The Quorum editorial team
Un dernier conseil à un dirigeant qui sent que ça se tend ?
Bogdan Marek
Regardez votre trésorerie avant qu'elle ne vous regarde. La plupart des dirigeants que je croise n'ont pas un problème de business, ils ont un problème de visibilité : ils découvrent le trou la veille de l'échéance, quand il n'y a plus de marge de manœuvre. Mon conseil tient en trois mots : anticipez, comptez, dites. Anticipez avec un plan de trésorerie à treize semaines, même artisanal, même sur un tableur. Comptez en cash réel, pas en résultat comptable, parce qu'on ne paie pas ses salaires avec de la marge théorique.
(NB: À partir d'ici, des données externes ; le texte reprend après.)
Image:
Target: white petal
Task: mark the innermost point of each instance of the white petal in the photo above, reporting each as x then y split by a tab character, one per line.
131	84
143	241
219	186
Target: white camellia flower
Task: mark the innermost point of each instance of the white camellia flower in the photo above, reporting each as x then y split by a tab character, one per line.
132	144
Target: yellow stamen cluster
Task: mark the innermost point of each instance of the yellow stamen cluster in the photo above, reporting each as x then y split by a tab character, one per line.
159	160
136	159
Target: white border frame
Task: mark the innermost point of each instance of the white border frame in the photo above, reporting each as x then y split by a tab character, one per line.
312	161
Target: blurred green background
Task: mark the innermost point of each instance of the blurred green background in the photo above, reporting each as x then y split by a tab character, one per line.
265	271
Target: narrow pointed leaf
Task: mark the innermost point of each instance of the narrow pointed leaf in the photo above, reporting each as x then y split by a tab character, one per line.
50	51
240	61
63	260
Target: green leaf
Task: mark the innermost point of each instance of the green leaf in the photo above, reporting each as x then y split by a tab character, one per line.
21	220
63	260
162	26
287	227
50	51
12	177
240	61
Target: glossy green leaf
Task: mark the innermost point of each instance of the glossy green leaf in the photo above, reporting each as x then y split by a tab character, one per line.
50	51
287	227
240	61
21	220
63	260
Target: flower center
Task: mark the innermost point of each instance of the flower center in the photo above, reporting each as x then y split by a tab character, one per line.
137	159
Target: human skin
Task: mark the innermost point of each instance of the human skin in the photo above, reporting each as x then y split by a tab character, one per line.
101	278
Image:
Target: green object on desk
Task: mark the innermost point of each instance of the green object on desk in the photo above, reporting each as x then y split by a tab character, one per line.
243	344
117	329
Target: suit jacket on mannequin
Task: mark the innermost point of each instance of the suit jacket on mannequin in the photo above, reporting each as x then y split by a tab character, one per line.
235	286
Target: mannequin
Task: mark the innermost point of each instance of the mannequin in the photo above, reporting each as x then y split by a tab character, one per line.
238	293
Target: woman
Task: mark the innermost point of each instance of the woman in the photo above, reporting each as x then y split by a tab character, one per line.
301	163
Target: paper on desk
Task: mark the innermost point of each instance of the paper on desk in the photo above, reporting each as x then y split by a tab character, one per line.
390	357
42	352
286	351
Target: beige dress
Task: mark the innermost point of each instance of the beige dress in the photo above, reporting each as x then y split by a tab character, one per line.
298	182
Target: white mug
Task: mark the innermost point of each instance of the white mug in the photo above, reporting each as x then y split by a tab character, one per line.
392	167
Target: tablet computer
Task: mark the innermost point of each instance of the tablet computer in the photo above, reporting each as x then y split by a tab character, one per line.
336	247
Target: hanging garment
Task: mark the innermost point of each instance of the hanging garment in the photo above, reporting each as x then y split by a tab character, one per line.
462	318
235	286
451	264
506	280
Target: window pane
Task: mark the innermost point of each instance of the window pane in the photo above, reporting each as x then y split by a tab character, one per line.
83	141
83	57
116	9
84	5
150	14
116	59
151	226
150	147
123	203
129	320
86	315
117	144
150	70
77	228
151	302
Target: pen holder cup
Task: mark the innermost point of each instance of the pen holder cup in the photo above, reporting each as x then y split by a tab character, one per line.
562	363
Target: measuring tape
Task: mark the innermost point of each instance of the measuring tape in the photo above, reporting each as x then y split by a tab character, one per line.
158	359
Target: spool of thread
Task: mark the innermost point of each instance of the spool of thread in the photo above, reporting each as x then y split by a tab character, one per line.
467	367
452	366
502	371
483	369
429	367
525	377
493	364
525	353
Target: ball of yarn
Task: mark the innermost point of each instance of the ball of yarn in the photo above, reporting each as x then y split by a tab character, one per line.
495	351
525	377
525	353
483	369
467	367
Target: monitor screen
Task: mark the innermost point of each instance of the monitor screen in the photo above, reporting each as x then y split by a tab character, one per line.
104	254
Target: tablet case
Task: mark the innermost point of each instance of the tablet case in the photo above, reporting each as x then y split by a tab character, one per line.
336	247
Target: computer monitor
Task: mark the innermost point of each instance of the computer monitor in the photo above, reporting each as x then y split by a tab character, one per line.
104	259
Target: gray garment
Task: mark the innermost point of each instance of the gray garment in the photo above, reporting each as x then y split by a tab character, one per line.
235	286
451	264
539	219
Et dites la vérité, à votre banque, à vos associés, à vous-même, surtout quand elle dérange. Appeler son banquier trois mois trop tôt, ça passe pour de la prudence. L'appeler trois jours trop tard, ça passe pour de la faute. Le cash ne pardonne pas le retard, mais il récompense toujours la lucidité.
« Le cash, ça ne se discute pas, ça se constate. Le reste, c'est de l'opinion. »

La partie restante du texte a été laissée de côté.